Overworked students suffer lower quality of learning

June 20, 2003

Students at Oxford University are so overworked that the quality of their learning may be damaged, according to a consultation document from Oxford's key educational policy and standards committee, writes Claire Sanders.

It recommends that students should not have more than one tutorial a week and should be taught in a variety of ways.

The growth in the number of tutorials students are expected to attend - a 46 per cent increase since the 1960s - along with an increase in seminars has meant that students have little time for reflection.

"Numerous review committee reports have identified the twin problems of overall growth in the demands on students and lack of coordination in teaching provision," the document says.

In particular, the document points to "tutorial overteaching", where tutors try to cram in factual content rather than using the tutorial to stimulate debate and independent thought. The paper argues that the tutorial is being used to make up for deficiencies in schools. It recommends that all students have a director of studies to coordinate their tutorial needs.

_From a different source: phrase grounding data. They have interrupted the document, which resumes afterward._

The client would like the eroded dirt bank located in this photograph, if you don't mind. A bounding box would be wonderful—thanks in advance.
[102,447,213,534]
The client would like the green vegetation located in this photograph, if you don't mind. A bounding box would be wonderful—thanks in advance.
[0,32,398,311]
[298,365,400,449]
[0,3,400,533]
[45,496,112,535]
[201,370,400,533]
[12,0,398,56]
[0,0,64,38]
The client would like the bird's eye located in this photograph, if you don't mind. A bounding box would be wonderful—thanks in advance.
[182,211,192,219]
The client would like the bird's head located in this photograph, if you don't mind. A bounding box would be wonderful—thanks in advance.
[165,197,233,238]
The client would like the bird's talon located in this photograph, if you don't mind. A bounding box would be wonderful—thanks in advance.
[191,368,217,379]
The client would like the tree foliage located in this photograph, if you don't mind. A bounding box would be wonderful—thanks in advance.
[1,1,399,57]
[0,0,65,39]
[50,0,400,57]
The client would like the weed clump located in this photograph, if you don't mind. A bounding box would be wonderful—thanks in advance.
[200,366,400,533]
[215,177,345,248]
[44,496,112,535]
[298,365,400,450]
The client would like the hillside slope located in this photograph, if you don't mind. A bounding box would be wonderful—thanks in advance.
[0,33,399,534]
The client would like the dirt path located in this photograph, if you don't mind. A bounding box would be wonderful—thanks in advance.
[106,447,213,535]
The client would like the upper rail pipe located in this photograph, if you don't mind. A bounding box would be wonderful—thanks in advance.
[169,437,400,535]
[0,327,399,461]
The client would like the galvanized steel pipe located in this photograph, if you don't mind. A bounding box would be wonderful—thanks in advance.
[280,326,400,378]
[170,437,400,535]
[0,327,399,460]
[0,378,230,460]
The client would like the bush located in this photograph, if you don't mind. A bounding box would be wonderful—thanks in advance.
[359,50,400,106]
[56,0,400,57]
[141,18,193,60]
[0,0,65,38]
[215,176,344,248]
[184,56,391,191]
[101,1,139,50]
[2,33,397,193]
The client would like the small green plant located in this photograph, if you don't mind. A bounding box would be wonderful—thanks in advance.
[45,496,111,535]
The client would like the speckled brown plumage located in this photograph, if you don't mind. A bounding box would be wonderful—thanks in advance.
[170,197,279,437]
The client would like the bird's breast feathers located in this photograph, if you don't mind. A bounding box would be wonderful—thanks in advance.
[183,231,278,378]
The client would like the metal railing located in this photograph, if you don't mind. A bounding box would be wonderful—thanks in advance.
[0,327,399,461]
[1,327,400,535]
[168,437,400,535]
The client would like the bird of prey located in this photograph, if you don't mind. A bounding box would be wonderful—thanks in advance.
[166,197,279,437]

Learning and Teaching in the Collegiate University: Teaching Norms and Subject Families also draws attention to concerns about inequalities in teaching provision between different colleges. "This issue surfaced regularly in Quality Assurance Agency subject reviews, before its demise, making it difficult to represent the tutorial system and the associated quality assurance regime in unequivocally positive terms," it says.

It argues that graduate teaching and provision is neglected and proposes the development of college-based subject families that include tutorial fellows, postdoctoral students, research students, taught-course graduates and undergraduates in the same discipline as a way of properly integrating graduate students into college life.

"The college-based subject family could involve postdocs in access initiatives and the kind of career development opportunities envisaged in the Roberts report; it could provide research students with part of their supervisory team, structured opportunities to teach, and a chance to contribute to school liaison; it could give taught graduate students an intellectual dimension to their college life," it says.